Hi guys, just a quick question...

In terms of capital gains tax, is the date the ATO considers you sold the asset the actual date u clicked 'sell' and the transaction went through, or the date of settlement?..or somewhere in between?

With the EOFY just around the corner, i was just curious.

Thanks for any help!


----------



## RichKid (26 June 2006)

Shehan said:
			
		

> Hi guys, just a quick question...
> 
> In terms of capital gains tax, is the date the ATO considers you sold the asset the actual date u clicked 'sell' and the transaction went through, or the date of settlement?..or somewhere in between?
> 
> ...




Shehan,
I'm not sure if this is correct but I just use the buy/sell dates on the contract note provided by my broker (comsec). Best to check with the ATO directly, their site should have some examples, the ATO tax pack supplement will have some simple examples too but I'm not sure if it's that specific.


----------



## bullmarket (26 June 2006)

Hi shehan

my understanding is that it's the date bought/sold that counts and not the settlement date.

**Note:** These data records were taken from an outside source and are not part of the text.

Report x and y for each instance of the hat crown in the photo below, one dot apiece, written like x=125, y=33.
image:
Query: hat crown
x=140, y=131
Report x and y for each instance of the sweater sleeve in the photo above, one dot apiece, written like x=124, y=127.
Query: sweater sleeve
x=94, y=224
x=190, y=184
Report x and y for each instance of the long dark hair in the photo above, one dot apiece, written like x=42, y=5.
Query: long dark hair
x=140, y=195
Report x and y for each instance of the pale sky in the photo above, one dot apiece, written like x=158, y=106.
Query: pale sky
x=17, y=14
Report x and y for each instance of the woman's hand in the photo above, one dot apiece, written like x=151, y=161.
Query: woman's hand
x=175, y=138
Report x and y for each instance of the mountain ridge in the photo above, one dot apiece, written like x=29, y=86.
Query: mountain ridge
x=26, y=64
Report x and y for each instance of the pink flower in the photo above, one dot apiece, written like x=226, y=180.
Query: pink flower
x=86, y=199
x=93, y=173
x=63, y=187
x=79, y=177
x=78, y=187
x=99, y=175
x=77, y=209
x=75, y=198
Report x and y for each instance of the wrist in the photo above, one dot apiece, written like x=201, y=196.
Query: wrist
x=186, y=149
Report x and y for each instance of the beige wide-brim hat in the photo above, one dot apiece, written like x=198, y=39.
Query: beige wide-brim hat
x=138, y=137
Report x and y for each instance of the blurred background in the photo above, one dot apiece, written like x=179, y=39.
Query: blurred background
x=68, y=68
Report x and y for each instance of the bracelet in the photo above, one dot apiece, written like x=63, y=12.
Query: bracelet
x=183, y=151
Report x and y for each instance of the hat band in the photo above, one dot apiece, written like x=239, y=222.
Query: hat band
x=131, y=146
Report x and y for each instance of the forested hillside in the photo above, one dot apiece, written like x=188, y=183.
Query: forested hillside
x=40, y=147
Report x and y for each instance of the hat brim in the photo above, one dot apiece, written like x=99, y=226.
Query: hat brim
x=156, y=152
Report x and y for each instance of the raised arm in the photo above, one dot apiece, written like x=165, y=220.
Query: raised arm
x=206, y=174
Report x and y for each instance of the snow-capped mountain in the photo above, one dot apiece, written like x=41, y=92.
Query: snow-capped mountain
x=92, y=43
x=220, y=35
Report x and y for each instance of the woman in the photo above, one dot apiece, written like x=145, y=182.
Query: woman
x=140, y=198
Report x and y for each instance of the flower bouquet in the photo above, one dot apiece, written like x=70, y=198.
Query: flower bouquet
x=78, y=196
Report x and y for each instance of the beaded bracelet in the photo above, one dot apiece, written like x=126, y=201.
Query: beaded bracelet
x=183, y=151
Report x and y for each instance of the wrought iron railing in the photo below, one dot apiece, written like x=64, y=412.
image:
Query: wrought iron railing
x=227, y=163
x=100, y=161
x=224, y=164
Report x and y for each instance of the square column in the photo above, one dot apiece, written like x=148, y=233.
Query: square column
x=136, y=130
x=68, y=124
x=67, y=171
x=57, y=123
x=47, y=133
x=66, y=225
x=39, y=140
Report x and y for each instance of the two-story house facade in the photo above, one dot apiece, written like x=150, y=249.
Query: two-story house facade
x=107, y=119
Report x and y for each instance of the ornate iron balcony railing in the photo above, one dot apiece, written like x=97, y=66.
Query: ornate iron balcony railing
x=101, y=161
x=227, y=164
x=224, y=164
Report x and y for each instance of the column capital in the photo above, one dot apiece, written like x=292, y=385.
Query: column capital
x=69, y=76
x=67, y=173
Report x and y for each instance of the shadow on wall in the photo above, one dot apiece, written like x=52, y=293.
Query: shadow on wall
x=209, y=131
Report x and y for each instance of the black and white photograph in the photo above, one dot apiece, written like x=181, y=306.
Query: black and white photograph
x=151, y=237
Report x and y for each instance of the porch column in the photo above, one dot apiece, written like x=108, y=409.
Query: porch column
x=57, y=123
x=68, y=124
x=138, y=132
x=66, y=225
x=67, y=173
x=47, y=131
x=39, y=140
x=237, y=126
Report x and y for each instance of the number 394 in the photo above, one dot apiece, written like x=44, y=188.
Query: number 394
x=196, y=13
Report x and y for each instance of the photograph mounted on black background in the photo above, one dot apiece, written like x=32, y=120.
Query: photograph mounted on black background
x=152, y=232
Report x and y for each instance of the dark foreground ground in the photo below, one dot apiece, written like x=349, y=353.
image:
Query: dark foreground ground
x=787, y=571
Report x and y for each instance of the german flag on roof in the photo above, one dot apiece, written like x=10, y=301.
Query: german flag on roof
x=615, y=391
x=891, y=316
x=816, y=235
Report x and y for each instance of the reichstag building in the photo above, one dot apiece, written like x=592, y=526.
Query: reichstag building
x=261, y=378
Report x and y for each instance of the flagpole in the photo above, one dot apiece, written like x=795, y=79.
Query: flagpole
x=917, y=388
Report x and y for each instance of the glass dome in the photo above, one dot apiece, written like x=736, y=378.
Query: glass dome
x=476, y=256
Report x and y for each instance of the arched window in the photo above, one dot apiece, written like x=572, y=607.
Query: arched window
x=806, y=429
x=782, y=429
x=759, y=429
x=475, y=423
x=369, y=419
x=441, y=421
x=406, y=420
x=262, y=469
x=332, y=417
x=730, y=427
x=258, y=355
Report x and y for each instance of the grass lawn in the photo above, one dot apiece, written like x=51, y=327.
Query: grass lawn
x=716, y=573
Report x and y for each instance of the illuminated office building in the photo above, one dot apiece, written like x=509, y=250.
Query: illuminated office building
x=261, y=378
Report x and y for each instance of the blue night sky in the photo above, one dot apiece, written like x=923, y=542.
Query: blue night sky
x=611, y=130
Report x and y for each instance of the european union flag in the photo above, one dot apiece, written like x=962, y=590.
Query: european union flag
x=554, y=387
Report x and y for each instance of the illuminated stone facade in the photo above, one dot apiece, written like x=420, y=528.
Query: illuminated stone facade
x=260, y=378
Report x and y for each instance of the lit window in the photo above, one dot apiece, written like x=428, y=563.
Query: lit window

but if in doubt maybe give the ATO a call.

cheers

bullmarket


----------



## redandgreen (26 June 2006)

RichKid said:
			
		

> Shehan,
> I'm not sure if this is correct but I just use the buy/sell dates on the contract note provided by my broker (comsec). Best to check with the ATO directly, their site should have some examples, the ATO tax pack supplement will have some simple examples too but I'm not sure if it's that specific.



as I understand it, 
it is the date you sell that applies not the settlement date.
The same principle applies when an investment property is sold the "exchange" Vs  the "settlement"


----------



## Staybaker (26 June 2006)

The relevant date is the date of the _contract_. For property transactions, it's the date the contract (to purchase or sell) was signed. For stock transactions, it's the date of the buy/sell, which should be reflected on the _contract note_ from your broker.

Settlement is just an accounting transaction which occurs after the event, and its date has no relevance for tax purposes.

Cheers, Staybaker.


----------